Agency director touts data shared to combat Ebola, says open approach "is our future."

Shutterstock image: global mapping.

There is a data explosion happening in government. According to National Geospatial-Intelligence Agency Director Robert Cardillo, geospatial data -- and in turn, his agency -- are on the cusp of it.               

Cardillo, speaking on Feb. 10 at the ESRI Federal GIS conference in Washington, D.C., called it the democratization of geospatial information, and said there are two factors driving it.

"First, the geography of the Internet – and the emerging Internet of Things – are spreading rapidly as more people carry more handheld devices to more places," Cardillo said. "They depend on their geo-reference to work, so that makes what we do -- spatial-temporal analysis -- the bridge to the future of commerce, cooperation, transparency and security."

Second, he said, the rapidly increasing number of satellites in the sky will produce an even greater ramp-up in the amount of data that is readily available. Hundreds of small satellites launched by companies like SkyBox and PlanetLab will be collecting more and more data in the next few years, Cardillo said.

"The challenges of taking advantage of all that data is daunting, and exciting," he said. “It will be less about the images and more about the derived information, the context, the analytics and the consequences we can enable with that data.”

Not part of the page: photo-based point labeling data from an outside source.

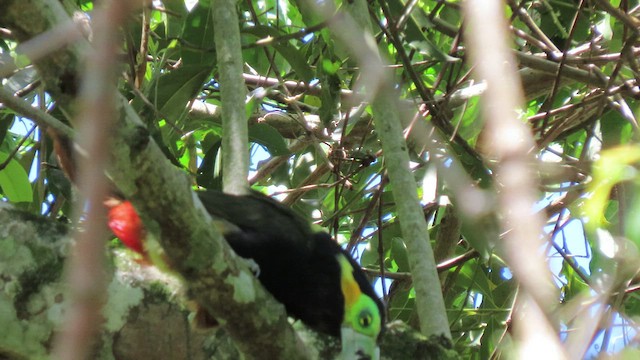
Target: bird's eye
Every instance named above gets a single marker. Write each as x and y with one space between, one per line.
365 319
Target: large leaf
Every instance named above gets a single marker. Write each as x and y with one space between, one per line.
174 90
198 46
268 137
15 181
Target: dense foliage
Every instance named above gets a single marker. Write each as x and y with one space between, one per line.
313 144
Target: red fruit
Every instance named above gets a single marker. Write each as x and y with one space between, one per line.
127 226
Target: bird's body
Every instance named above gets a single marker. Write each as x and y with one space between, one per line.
309 273
297 266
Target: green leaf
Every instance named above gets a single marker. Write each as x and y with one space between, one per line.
15 181
175 89
199 46
268 137
399 254
296 59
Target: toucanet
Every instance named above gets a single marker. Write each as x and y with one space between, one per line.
316 280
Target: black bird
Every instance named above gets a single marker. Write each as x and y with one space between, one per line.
316 280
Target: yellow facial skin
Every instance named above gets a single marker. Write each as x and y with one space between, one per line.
360 311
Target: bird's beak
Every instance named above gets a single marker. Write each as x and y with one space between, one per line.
357 346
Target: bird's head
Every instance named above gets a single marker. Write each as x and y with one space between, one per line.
362 320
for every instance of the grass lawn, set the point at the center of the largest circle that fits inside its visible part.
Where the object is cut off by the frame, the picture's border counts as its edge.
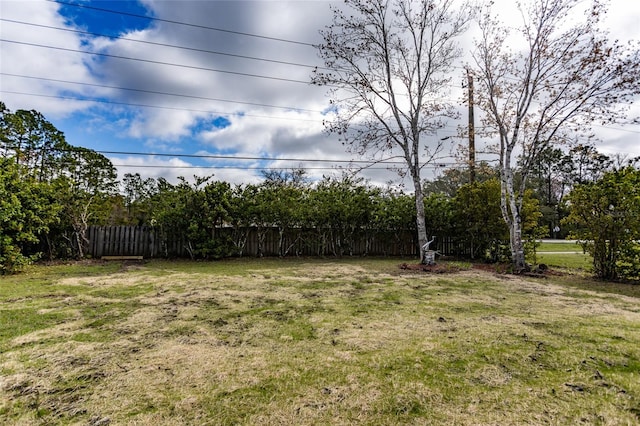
(300, 342)
(566, 255)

And NGA, whose traditional roles as a combat support agency and a member of the intelligence community long encouraged a closed-door approach to its data, in increasingly opting to open up its geospatial resources and put them to broader public use.

Since October, Cardillo said, NGA has been playing a behind-the-scenes role in the fight against Ebola, supporting aid efforts in Western Africa. An NGA analyst and members of the 101st Airborne Division have been working in Liberia, side by side with the Liberian Institute of Statistics and Geo-Information Services, helping the country with its geospatial data.

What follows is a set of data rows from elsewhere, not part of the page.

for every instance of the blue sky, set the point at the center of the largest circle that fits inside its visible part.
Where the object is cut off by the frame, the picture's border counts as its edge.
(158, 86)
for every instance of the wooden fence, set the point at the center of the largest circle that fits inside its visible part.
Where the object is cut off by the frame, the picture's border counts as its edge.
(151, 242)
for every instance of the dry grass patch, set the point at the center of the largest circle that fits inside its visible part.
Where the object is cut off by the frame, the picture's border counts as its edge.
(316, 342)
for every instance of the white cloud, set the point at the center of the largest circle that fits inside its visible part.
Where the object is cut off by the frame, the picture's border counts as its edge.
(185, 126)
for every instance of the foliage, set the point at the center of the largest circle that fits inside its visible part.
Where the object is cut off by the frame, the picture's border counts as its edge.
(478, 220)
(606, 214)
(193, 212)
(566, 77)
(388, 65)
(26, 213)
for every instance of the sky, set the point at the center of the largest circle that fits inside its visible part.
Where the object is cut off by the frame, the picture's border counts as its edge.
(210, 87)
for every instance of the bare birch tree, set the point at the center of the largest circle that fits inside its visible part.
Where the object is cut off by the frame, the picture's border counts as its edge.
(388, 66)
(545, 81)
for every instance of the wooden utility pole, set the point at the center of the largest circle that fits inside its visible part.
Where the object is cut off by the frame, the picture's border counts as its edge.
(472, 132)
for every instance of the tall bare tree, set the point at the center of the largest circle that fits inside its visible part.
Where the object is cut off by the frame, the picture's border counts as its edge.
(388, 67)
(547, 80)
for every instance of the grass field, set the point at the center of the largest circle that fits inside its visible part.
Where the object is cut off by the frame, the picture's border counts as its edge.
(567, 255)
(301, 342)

The team broke up the data by countries and into logical thematic groups, and then created country web maps. What resulted is an unclassified mapping application that allows relief agencies and other Ebola responders -- or anyone else inclined to visit www.NGA.mil and click on "Ebola Support" --  to access information on treatment centers, mobile phone coverage, power grids and more. Cardillo said his agency has shared nearly 500 data layers, 68 applications and 100 percent of NGA's elevation data for the region.

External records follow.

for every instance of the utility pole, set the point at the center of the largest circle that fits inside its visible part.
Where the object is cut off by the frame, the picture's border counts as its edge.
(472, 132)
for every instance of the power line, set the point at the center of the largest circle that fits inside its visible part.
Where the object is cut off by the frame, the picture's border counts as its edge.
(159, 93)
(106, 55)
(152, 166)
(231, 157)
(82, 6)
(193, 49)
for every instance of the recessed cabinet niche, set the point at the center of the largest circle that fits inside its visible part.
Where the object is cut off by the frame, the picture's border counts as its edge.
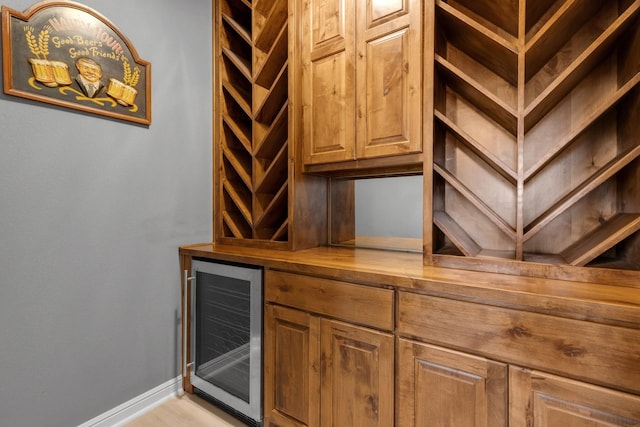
(257, 194)
(362, 84)
(536, 124)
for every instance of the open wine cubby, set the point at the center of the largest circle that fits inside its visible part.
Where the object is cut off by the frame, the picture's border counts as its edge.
(252, 120)
(537, 132)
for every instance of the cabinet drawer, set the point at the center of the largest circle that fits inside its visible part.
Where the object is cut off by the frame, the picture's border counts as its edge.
(360, 304)
(608, 355)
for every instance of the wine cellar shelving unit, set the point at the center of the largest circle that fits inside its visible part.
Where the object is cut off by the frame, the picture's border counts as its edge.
(253, 177)
(537, 132)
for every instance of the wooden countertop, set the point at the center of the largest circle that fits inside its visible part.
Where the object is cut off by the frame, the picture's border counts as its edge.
(603, 303)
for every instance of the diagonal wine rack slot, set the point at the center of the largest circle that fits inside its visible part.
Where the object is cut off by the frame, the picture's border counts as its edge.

Moving forward, NGA is going to continue to embrace open data efforts and be transparent, Cardillo said. "This is new for us," he said, but this sort of open response by NGA to help address a public crisis "is our future." 

The agency has joined with Digital Globe to release on GitHub an app called MapReduceGEO, which uses cloud-based architecture to solve geospatial problems. NGA is also working on a "Disconnected Interactive Content Explorer" app, which is “coming soon.” The DICE app will allow NGA to provide consistent access to GEOINT for consumers operating in disconnected environments, Cardillo said -- something especially useful for disaster response personnel, search and rescue teams and other parties that need interactive content but don’t always have Internet access.

Cardillo also said that roughly one fourth of all NGA's data was now publicly available online, and promised that there's more to come. The Ebola crisis, he said, "will not be the last time" NGA throws open the doors to critical data.